Door Into Faerie

20 April 2018

Door into Faerie
by Edward Willett
Published by Coteau Books
Review by Shelley A. Leedahl
$14.95 ISBN 978-1-55050-654-9

Door into Faerie is the fifth and final title in Regina writer Edward Willett’s “The Shards of Excalibur” series, and I read it without reading its predecessors, and also, admittedly, with a bit of a bias against the fantasy genre. Magic shmagic. I’ve oft said that what I really value in literature is contemporary realism: stories I can connect with via details from the here and now, geography and language I can relate to because I recognize it, I speak it. The old “holding a mirror to the world” thing. Well surprise, surprise: I loved this YA fantasy. Willett wields his well-honed writing chops from page one, and my interest was maintained until the final word.
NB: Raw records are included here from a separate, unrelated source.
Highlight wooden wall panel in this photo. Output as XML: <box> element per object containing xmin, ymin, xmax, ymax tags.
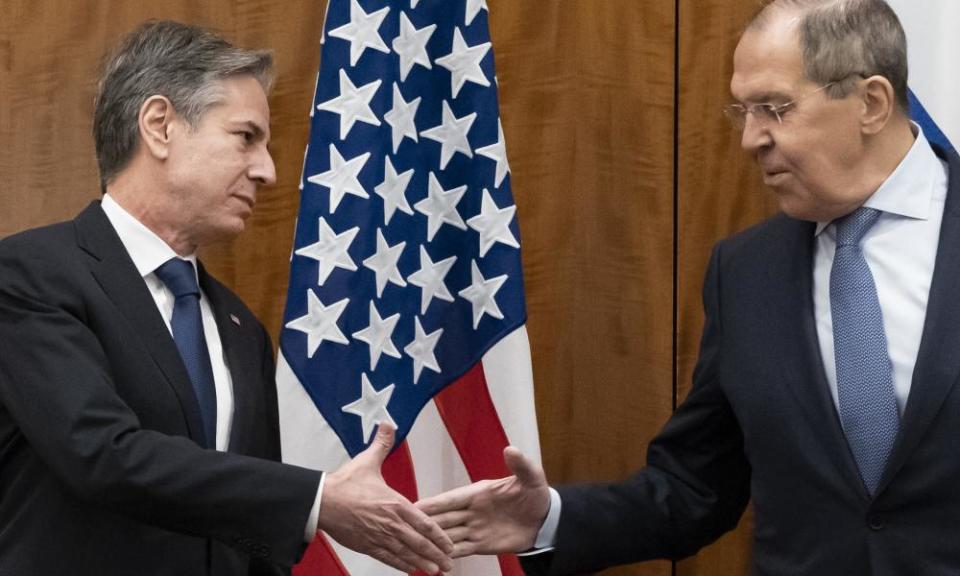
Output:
<box><xmin>489</xmin><ymin>0</ymin><xmax>675</xmax><ymax>575</ymax></box>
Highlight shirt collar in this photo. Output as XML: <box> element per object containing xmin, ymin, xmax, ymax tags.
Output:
<box><xmin>100</xmin><ymin>194</ymin><xmax>197</xmax><ymax>277</ymax></box>
<box><xmin>814</xmin><ymin>123</ymin><xmax>941</xmax><ymax>236</ymax></box>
In the opening we learn that teens Wally Knight (heir to King Arthur) and his girlfriend Ariane (“the fricking Lady of the Lake”), have been on a global quest to “reunite the scattered shards of the great sword Excalibur,” and they’re currently at a Bed and Breakfast in Cypress Hills. Cypress Hills! This ingenious juxtaposition of old and contemporary (ie: “fricking”), of information delivered in earlier books melded with new goings-on, and the inclusion of relatable issues like family dysfunction – Knight’s sister’s teamed with the Jaguar car-driving sorcerer Merlin, aka “Rex Major, billionaire computer magnate,” and she’s “living it up” in a Toronto condo, and Wally has no idea where his film-making mother is – had me immediately hooked. Wally wants to find his mother and celebrate Mother’s Day together.

I’m impressed with Willett’s ability to draw readers into the complex existing story, and can appreciate the authorial balancing act required in structuring this novel. The man knows how to write; he has, in fact, written over fifty books, and won the 2009 Prix Aurora Award.

And I’m learning that hey, I actually do like fantasy: it’s fun to imagine “magic,” ie: Ariane has the power to “transport them around the world via fresh water and clouds”.

The book’s delightfully saturated with humour, as well as magic. Re: Ariane’s magical prowess, “the whole dissolving-into-water-and materializing-somewhere else thing still freaked [Wally] out”. And re: the family angle, at one point Ariane says, “Magical quests are easy; family is hard”.

While the young pair search for the famous sword’s hilt, they land in places ranging from a Weyburn swimming pool to a “dime-a-dozen” Scottish castle and the shoreline of Regina’s Wascana Lake.

There’s romance too: Ariane notices that Wally’s ears “even seemed to fit his head better than they used to”. And broken romance: Wally’s mom delivers a monologue re: her own marriage break-up, complete with the “blonde bimbo” who replaced her. There’s a long history of inter-marrying and bloodshed here.

The story’s told through different perspectives. Merlin maligns the fact that King Arthur had been reduced even beyond legend “to a fit subject for musical theatre“. Hilarious.

I can’t imagine teens not enjoying this entertaining story, perhaps especially if they’ve read the books that’ve preceded it. This adult enjoyed it, too … magic and all.